The total global Deep Earth biomass is approximately 15 to 23 petagrams (15 to 23 billion tonnes) of carbon.

“Ten years ago, we knew far less about the physiologies of the bacteria and microbes that dominate the subsurface biosphere,” says Karen Lloyd, University of Tennessee at Knoxville, USA. “Today, we know that, in many places, they invest most of their energy to simply maintaining their existence and little into growth, which is a fascinating way to live.

“Today too, we know that subsurface life is common. Ten years ago, we had sampled only a few sites — the kinds of places we’d expect to find life. Now, thanks to ultra-deep sampling, we know we can find them pretty much everywhere, albeit the sampling has obviously reached only an infinitesimally tiny part of the deep biosphere.”
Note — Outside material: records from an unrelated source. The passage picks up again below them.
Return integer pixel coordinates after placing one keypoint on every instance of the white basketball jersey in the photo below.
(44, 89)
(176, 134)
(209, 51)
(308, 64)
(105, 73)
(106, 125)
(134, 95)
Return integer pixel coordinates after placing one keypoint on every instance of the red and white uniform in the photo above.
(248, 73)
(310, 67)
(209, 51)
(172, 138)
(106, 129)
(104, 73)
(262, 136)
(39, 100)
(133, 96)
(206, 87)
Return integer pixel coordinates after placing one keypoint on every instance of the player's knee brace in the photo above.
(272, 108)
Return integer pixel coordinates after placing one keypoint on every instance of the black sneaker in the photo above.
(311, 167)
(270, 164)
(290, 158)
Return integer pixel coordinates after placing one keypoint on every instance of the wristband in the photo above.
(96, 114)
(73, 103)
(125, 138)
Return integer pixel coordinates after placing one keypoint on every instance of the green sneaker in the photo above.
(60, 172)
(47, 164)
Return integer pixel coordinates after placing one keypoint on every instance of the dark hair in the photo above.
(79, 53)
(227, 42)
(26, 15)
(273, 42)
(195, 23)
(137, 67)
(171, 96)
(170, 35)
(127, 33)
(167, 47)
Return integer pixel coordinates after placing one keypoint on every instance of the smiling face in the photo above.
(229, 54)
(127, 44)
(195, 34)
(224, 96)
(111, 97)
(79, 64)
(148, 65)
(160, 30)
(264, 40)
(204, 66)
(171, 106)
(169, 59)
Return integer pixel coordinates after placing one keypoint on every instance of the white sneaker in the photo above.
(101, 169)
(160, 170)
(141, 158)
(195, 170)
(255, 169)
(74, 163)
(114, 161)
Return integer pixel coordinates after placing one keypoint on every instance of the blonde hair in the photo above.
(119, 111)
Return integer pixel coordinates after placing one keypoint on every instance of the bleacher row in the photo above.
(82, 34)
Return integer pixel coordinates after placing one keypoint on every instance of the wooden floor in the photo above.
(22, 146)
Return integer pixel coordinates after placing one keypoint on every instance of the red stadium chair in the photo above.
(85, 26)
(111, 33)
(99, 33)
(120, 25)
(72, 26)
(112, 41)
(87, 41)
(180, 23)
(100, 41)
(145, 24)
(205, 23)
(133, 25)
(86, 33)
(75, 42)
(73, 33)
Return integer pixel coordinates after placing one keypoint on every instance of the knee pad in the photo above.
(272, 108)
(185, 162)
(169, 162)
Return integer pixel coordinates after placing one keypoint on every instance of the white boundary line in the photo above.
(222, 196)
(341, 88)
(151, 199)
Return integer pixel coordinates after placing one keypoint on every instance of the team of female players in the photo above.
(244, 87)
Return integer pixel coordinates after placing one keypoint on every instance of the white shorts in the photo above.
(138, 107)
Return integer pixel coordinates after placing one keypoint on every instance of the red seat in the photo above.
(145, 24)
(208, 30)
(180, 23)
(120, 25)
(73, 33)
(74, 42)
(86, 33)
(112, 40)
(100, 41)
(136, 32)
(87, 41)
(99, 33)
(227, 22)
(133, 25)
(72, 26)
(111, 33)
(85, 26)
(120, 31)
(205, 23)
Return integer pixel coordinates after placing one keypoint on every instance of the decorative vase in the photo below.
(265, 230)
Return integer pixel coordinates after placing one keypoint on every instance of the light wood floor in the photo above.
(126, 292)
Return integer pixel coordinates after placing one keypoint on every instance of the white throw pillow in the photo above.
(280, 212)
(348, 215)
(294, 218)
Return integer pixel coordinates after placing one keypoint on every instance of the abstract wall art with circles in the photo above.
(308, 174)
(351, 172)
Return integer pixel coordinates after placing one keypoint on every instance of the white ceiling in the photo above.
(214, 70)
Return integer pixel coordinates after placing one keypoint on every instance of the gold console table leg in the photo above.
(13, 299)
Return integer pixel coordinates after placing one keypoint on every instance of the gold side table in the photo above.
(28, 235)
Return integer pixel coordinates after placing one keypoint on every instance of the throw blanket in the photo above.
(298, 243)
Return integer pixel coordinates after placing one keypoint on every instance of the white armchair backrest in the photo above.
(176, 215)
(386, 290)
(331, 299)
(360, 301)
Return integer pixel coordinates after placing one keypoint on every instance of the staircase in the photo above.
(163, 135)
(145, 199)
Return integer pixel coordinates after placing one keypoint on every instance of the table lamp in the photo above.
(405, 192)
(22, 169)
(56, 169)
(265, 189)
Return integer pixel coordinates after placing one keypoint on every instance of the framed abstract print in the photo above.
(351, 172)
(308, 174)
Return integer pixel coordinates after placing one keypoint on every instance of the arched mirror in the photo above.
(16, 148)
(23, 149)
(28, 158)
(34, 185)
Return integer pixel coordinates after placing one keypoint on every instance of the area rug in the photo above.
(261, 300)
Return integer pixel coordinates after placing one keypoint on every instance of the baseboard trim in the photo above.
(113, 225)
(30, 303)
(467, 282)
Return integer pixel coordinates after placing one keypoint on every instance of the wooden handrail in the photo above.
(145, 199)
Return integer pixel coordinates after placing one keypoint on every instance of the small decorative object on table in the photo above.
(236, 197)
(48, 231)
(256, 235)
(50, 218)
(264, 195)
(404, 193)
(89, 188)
“Our studies of deep biosphere microbes have produced much new knowledge, but also a realization and far greater appreciation of how much we have yet to learn about subsurface life,” says Rick Colwell, Oregon State University, USA. “For example, scientists do not yet know all the ways in which deep subsurface life affects surface life and vice versa. And, for now, we can only marvel at the nature of the metabolisms that allow life to survive under the extremely impoverished and forbidding conditions for life in deep Earth.”